Saturday Evening Post
by Shalett, S.

Aug. 23, 1952

pages. 34-35, 58, 62, 64, and 66 

evans logo

Project Diana

 The Monmouth coup that most captured the public imagination was “Project Diana.”  It was announced in January, 1946, that Evans Laboratory scientists had made contact with the moon, using high-frequency radar beams.   History has become a little obscure on this point, but one story at Monmouth has it that the first successful moon-contacting experiment actually took place some months before the announcement; the absent-minded scientists at Evans were so engrossed in their work that they forgot to tell the SCEL public-information officer what they were doing.  “We had no idea,” research director Zahl innocently commented, “ that it was going to become such a news item.”   Even after everything was squared away, the Office of the Chief Signal Officer in Washington was so leery about it that it throttled publicity until a skeptical major general came up and checked the experiment for himself.

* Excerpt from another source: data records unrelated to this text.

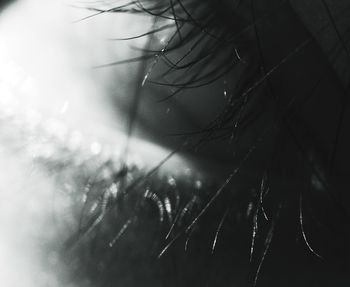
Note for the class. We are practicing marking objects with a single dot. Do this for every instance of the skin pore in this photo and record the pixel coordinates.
(256, 193)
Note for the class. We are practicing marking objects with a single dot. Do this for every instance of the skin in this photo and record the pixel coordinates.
(107, 94)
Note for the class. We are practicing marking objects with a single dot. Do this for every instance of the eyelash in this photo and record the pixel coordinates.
(261, 208)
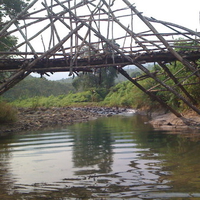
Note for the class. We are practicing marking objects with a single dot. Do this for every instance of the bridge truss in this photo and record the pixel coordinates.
(87, 35)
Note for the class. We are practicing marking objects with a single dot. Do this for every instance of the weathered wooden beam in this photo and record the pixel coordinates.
(150, 94)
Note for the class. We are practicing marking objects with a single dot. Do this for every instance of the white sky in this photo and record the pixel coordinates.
(182, 12)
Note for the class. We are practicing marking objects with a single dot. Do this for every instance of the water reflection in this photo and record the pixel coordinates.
(118, 157)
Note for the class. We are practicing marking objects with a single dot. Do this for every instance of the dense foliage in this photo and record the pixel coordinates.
(32, 87)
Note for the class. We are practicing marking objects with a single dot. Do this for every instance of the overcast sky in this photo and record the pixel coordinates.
(182, 12)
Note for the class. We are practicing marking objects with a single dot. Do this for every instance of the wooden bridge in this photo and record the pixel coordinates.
(84, 35)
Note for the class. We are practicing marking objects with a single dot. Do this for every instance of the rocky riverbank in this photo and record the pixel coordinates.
(40, 118)
(168, 121)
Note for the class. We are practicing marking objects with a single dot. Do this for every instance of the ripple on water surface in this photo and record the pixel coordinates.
(117, 157)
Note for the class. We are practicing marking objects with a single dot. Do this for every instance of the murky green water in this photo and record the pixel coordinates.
(119, 157)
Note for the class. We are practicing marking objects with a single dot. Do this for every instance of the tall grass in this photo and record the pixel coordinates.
(7, 113)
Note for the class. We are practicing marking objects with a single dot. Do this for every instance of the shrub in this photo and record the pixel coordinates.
(7, 113)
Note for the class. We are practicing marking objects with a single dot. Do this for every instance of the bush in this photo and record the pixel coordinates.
(7, 113)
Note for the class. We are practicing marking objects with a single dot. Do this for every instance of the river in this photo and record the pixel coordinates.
(118, 157)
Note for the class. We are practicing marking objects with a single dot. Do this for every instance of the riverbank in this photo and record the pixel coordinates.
(41, 118)
(168, 121)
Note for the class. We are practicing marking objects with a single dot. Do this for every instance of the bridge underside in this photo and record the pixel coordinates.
(84, 36)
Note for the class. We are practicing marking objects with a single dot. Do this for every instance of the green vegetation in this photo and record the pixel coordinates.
(39, 92)
(7, 113)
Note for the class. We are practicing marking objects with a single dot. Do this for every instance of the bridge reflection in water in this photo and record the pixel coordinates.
(85, 36)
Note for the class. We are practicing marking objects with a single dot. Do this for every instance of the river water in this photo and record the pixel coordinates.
(118, 157)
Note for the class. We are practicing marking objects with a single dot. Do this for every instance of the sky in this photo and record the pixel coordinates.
(182, 12)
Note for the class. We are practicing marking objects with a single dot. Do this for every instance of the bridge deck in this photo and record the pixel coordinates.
(85, 64)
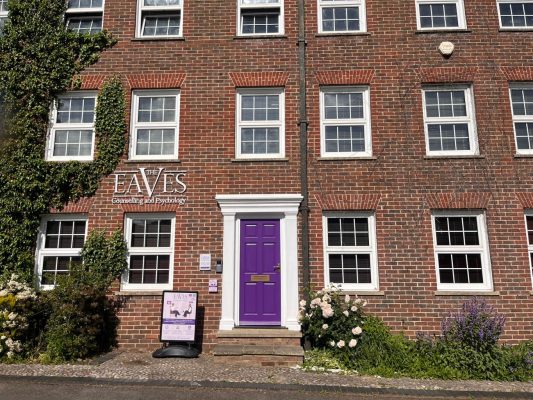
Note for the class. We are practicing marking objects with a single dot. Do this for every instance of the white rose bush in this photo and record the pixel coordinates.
(333, 321)
(16, 299)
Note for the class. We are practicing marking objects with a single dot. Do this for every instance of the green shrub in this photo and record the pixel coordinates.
(17, 304)
(467, 348)
(332, 320)
(83, 318)
(381, 352)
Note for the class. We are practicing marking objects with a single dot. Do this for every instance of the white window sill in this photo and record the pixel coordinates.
(282, 159)
(63, 159)
(466, 293)
(154, 160)
(326, 34)
(457, 156)
(135, 161)
(125, 292)
(347, 158)
(364, 292)
(272, 36)
(453, 30)
(158, 39)
(519, 29)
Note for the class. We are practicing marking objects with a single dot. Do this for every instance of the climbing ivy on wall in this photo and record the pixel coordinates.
(39, 59)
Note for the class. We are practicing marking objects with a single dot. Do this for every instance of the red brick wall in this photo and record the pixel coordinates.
(409, 185)
(400, 184)
(206, 66)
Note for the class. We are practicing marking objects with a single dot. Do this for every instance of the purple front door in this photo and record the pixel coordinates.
(260, 294)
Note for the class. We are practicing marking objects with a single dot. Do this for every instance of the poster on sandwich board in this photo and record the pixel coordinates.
(178, 316)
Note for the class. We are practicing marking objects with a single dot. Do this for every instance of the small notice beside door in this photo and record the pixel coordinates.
(178, 319)
(205, 262)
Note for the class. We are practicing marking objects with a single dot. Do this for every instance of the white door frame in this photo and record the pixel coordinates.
(237, 207)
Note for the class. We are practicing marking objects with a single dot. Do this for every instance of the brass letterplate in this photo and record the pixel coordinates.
(260, 278)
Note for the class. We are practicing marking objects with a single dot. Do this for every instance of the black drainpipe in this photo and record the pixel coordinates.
(304, 206)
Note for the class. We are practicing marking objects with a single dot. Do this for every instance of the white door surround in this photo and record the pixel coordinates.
(234, 208)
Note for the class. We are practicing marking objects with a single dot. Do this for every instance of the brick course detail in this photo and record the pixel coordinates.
(398, 183)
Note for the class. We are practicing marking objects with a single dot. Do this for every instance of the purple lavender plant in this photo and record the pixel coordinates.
(476, 325)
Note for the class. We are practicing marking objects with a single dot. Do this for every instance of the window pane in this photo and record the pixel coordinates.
(260, 141)
(155, 142)
(260, 22)
(85, 25)
(438, 16)
(340, 19)
(516, 14)
(161, 25)
(529, 221)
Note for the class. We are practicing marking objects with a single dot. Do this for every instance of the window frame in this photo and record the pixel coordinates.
(520, 118)
(4, 15)
(128, 223)
(159, 11)
(54, 126)
(85, 12)
(361, 4)
(280, 124)
(461, 15)
(275, 6)
(42, 252)
(529, 213)
(366, 122)
(511, 28)
(483, 249)
(469, 119)
(370, 249)
(134, 125)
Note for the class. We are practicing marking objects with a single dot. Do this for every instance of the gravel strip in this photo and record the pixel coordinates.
(142, 367)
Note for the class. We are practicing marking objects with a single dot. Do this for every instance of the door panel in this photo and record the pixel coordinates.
(260, 289)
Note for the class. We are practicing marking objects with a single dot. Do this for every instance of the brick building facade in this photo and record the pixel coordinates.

 What Diana actually did was to shoot out a powerful fixed beam at the moon approximately 240,000 miles away, and receive back the “pip” from the moon contact some two and a half seconds later.  The absorption of the radar beam, as it traveled twice through the earth’s atmosphere was carefully was carefully measured.  More recently, the National Bureau of Standards, in collaboration with Collins Radio Company, staged a successful variation of the experiment.  From its plant in Cedar Rapids, Iowa, Collins sent out a coded message via an ultra-high-frequency radio waves.  The message was bounced off the moon in such a way that it was deflected to a receiver at a Bureau of Standards receiving station near Washington.  If anyone on the moon was eavesdropping and could decipher Morse code, he -- or “it” -- would have read the same message that Samuel Morse flashed on his new telegraph line from Washington to Baltimore in 1844: “What hath God wrought!”